If SZ Chamaeleontis was already revealed during observations by the Spitzer telescope, scientists were surprised: Looking at the young star again, this time using the James-Webb Space Telescope, astronomers were surprised to see Only fifteen years after the observations made by the Spitzer telescope, the presence of Neon III in the system had almost disappeared. They present their new results in the journal The Astrophysical Journal, Since both telescopes were highly efficient, scientists had ruled out the possibility of measurement error.

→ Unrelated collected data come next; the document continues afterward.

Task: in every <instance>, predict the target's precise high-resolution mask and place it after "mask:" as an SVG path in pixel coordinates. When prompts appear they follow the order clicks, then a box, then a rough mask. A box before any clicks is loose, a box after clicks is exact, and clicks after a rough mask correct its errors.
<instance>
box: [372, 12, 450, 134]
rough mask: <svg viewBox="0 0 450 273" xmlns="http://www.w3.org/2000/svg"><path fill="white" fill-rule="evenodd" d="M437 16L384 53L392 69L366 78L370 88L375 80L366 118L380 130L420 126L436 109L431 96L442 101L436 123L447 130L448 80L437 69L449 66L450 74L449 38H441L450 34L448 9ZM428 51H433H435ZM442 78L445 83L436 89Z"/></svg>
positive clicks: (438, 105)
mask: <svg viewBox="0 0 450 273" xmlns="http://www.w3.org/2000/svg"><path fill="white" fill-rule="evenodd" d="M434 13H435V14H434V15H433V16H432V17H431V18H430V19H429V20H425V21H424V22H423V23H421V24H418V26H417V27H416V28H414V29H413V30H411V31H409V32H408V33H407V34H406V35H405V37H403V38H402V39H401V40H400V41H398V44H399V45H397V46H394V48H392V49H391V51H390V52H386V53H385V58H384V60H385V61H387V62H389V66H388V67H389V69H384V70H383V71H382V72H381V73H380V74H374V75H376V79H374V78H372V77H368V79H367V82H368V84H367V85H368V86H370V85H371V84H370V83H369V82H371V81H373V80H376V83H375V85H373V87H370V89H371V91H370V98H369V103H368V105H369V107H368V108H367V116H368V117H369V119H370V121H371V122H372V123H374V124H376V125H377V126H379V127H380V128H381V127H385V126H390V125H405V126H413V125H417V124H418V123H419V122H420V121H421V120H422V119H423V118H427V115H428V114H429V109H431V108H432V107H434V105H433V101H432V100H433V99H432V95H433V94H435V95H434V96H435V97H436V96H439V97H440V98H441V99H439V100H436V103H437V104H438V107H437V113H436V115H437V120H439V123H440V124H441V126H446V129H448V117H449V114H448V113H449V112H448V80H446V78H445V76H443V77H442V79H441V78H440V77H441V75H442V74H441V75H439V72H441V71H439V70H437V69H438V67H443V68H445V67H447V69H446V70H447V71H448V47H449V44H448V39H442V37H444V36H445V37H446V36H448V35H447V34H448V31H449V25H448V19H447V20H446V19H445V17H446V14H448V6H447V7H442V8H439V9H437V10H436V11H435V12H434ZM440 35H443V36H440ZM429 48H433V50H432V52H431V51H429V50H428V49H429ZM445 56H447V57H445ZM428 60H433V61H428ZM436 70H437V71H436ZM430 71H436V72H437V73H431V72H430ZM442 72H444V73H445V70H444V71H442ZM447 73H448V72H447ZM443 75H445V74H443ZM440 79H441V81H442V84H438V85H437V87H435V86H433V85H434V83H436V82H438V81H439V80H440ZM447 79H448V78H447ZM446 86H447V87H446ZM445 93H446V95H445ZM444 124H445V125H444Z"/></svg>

Previously dominated by ultraviolet radiation, the protoplanetary disk is now dominated by X-rays, limiting the time available for planet formation there. Researchers believe that the neon signature differences in the SZ Cha system are the result of a variable wind, which, when present, absorbs UV light and repels X-rays. Winds are actually common in systems with newly formed and energetic stars; But it is possible to observe the system during quiet, windless periods – something the Spitzer telescope did fifteen years ago. Researchers are already planning to make further observations of the system as well as other young planet systems to better understand their formation processes. According to them, brief periods of quiescence may be common in protoplanetary disks affected by ultraviolet radiation, but have rarely been observed.